Ingredients (makes approx. 6 burgers):
- 1 x 400g tin of chickpeas, drained
- 1 small carrot, grated
- 20g kale, finely chopped (optional)
- 3 tbsp sweetcorn, drained
- 1/4 red pepper, finely diced
- 15g (½ a bunch) coriander, finely chopped
- ½ teaspoon smoked paprika
- ½ teaspoon ground coriander
- ½ teaspoon ground cumin
- Zest of 1 lemon
- 1 heaped tablespoon plain flour, plus extra for dusting
- 1 tablespoon vegetable oil
Ingredients to build the burgers
- 1 baby gem lettuce, washed
- 3 large ripe tomatoes, sliced – (2 slices per burger)
- 1 tablespoon reduced sugar tomato ketchup (optional)
- 6 wholemeal burger buns, sliced in half
- To make the burgers: drain the chickpeas, tip into a food processor, and then pulse until combined, but not smooth (you want to retain a bit of texture). Add the mixture into a mixing bowl.
- Add the spices (smoked paprika, coriander and cumin), the flour and the grated lemon zest to the chickpeas and mix thoroughly.
- Put the fresh coriander and kale (if using) into a small pot and finely chop with scissors and set aside.
- Prepare the carrot and pepper by grating and chopping, adding each to the bowl, along with the coriander, kale (if using) and sweetcorn, and mix well.
- On a flour-dusted surface, divide and shape the mixture into 6 equal-sized patties, roughly 2 cm thick.
- To cook the burgers: Lightly oil a baking tray with vegetable oil, place the burger on the tray and then lightly oil the top of the burger. Cook the burgers in a pre-heated oven gas mark 5-190°C-170°C Fan for 8 to 10 minutes, or until cooked through.
- To build the burgers: spread the ketchup onto the base of each bun (toast them if you like beforehand). On the burger base (tomato sauce side), layer over a lettuce leaf, top with the vegetable burger, two slices of tomatoes, and finally top the burger with the top of the roll/bun.
So thinking about Rainbow Burgers...
Bread is a good source of complex carbohydrates which gives us energy. It is also a good source of fibre and B vitamins. Wholemeal and wholegrain flours/bread tend to be more nutritious than white, and they also contain more fibre.

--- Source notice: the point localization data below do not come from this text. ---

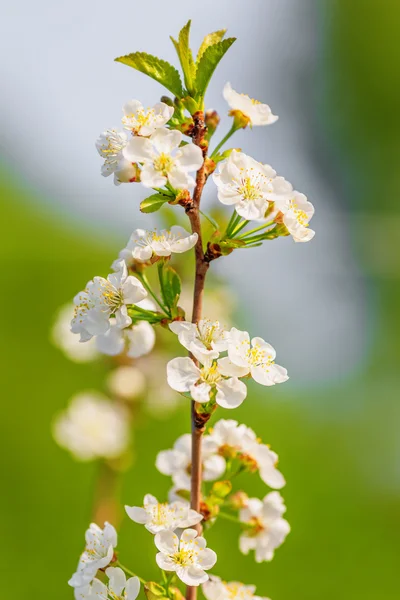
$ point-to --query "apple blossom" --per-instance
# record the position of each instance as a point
(216, 589)
(255, 358)
(103, 298)
(163, 160)
(205, 382)
(248, 185)
(143, 244)
(156, 516)
(265, 527)
(98, 554)
(187, 556)
(239, 441)
(144, 122)
(92, 427)
(297, 212)
(256, 112)
(205, 338)
(177, 461)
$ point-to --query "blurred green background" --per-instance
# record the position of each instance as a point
(338, 444)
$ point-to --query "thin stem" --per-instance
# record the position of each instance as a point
(129, 572)
(232, 130)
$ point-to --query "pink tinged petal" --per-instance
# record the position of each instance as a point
(182, 373)
(117, 580)
(227, 368)
(138, 149)
(133, 290)
(167, 542)
(190, 158)
(132, 588)
(137, 514)
(192, 576)
(207, 558)
(166, 140)
(151, 178)
(200, 393)
(230, 393)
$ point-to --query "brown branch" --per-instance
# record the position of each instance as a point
(192, 210)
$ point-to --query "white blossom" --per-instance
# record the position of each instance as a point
(248, 185)
(239, 441)
(144, 122)
(216, 589)
(177, 461)
(92, 427)
(156, 516)
(98, 553)
(127, 382)
(144, 244)
(63, 338)
(205, 382)
(297, 212)
(255, 358)
(110, 145)
(256, 112)
(118, 588)
(265, 527)
(163, 160)
(187, 556)
(103, 298)
(204, 339)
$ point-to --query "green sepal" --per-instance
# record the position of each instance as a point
(156, 68)
(153, 203)
(208, 63)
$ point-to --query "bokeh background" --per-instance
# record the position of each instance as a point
(330, 70)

Chickpeas are legumes and like other legumes (beans, peas and lentils) they are packed with protein and fibre. They are also low in calories and fat and contain a number of phytochemicals which are thought to be hugely beneficial for our health.
Vegetables are so good for us! Low in fat, sugar and calories and high in vitamins and minerals.
|-||Energy||988kJ / 234kcal||12%|
per 125g serving
% of an adult's reference intake
Typical values per 100g: Energy 678kJ /161kcal
A traffic light system is used on nutrition labels to make it easier to see which foods and drinks are lower in calories, fat, sugar and salt. Try and choose more ‘greens’ and ‘ambers’ and fewer ‘reds’, and stick to smaller portions of ‘reds’.
Just because a recipe or a food has a red traffic light doesn’t mean you shouldn’t eat it. Understanding why a food or recipe might have a red light can be helpful. For example oily fish is high in total fat and so any recipe containing oily fish is likely to be ‘red’ for fat. But it is recommended that we eat oily fish at least once a week because the type of fat it contains is beneficial for our health.
% Reference Intakes are also shown. Reference Intakes are guidelines about the approximate amount of particular nutrients and energy required for a healthy diet (based on an average-sized woman doing an average amount of physical activity). Most children will require less than these Reference Intakes. The contribution of one serving of a food or drink to the Reference Intake for each nutrient is expressed as a percentage.